Open Weights or Open Source AI?

Shamar · September 26, 2024, 3:49pm

The problem with OSAID 0.0.9 is not that it doesn’t match a truly open AI system, but that it can be satisfied by many black boxes too.

Luckily we could let them declare their work as Open Source AI, without compromising on its quality!

As far as you said, NII’s LLM matches even the alternative definition that I proposed days ago:

The preferred form of making modifications to a machine-learning system is:

Source Data: All the data used to train the system must be available for use by the public either under licenses that comply with the Open Source Definition or under the same legal terms that allowed their use to train the system in the first place, so that a skilled person can recreate an exact copy of the system using the same data.

For example, if used, this would include the training data sets used and the checksum that grant their integrity, the values obtained from random sources during the training process and any other data required to compute the weights distributed with the system.
If any part of the source data cannot be distributed by the developers, it can be referenced with URL, timestamp and hash as long as it stays available to the public under the same terms that allowed its use in training.

Processing Information: Sufficiently detailed information about the process used to train the system from the source data, so that a skilled person can recreate an exact copy of the system using the same data.

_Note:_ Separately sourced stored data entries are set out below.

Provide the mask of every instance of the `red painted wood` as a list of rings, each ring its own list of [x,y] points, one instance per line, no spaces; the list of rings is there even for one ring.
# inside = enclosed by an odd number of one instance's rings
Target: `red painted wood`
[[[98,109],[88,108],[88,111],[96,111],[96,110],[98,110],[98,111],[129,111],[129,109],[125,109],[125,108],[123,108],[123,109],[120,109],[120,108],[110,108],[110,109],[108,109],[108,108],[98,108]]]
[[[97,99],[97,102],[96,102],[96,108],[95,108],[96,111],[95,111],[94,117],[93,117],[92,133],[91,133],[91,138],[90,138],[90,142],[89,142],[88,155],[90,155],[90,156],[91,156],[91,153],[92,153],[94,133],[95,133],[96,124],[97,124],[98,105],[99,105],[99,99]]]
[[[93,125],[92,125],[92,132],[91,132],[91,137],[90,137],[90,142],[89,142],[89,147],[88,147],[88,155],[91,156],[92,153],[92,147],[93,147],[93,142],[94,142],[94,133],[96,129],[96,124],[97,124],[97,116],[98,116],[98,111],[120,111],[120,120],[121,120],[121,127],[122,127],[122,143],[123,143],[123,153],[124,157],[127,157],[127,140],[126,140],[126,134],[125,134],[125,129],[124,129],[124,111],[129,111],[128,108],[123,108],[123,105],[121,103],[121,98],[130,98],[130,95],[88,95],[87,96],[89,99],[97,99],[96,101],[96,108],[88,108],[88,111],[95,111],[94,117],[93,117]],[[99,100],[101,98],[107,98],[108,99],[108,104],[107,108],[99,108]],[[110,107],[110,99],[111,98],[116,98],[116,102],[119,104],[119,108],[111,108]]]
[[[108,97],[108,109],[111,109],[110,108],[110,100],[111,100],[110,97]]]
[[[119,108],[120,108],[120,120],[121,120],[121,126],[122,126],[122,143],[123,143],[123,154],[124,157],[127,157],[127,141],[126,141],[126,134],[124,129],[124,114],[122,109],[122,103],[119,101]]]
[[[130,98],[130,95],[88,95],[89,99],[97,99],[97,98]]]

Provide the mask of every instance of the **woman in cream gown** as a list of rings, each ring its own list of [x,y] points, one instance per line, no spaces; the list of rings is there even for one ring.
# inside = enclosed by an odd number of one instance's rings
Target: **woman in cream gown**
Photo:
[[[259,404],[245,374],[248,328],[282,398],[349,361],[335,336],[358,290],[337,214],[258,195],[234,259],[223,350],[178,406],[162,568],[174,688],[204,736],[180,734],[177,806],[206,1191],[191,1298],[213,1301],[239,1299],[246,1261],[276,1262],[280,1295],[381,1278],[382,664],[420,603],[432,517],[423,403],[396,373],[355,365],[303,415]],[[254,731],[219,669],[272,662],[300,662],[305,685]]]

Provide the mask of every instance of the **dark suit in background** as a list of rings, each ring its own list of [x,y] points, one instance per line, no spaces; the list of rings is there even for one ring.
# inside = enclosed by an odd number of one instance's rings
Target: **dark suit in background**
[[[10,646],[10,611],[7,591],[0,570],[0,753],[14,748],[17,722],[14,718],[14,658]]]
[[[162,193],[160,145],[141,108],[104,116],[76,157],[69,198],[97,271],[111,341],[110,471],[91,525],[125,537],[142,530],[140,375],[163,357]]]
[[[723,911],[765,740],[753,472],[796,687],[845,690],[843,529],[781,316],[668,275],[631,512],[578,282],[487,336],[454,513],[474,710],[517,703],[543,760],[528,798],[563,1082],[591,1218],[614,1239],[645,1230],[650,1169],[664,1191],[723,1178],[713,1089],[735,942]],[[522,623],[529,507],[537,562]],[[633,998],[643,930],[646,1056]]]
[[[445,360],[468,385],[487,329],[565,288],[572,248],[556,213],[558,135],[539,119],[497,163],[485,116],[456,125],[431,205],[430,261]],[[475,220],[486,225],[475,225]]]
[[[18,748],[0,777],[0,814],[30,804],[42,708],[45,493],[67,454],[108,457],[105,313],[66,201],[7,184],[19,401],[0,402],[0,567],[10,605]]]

Processing information shall be made available with licenses that comply with the Open Source Definition.

For example, if used, this would include the training methodologies and techniques, how to retrieve the source data and check their integrity, the labeling procedures and data cleaning methodologies, and any other information required to compute the weights distributed with the system from the source data.

Source Code: The source code used to train and run the system, made available with licenses that comply with the Open Source Definition.

For example, if used, this would include code used for pre-processing data, code used for training, validation and testing, supporting libraries like tokenizers and hyperparameters search code, inference code, and model architecture.

Weights: The model weights and parameters, made available with licenses that comply with the Open Source Definition.

For example, this might include checkpoints from key intermediate stages of training as well as the final optimizer state.

So NII’s LLM proves that such definition (maybe with better wording? I’m a non-native English speaker too! ) would be viable, as it’s ready by 24 October, and it would not define an empty set.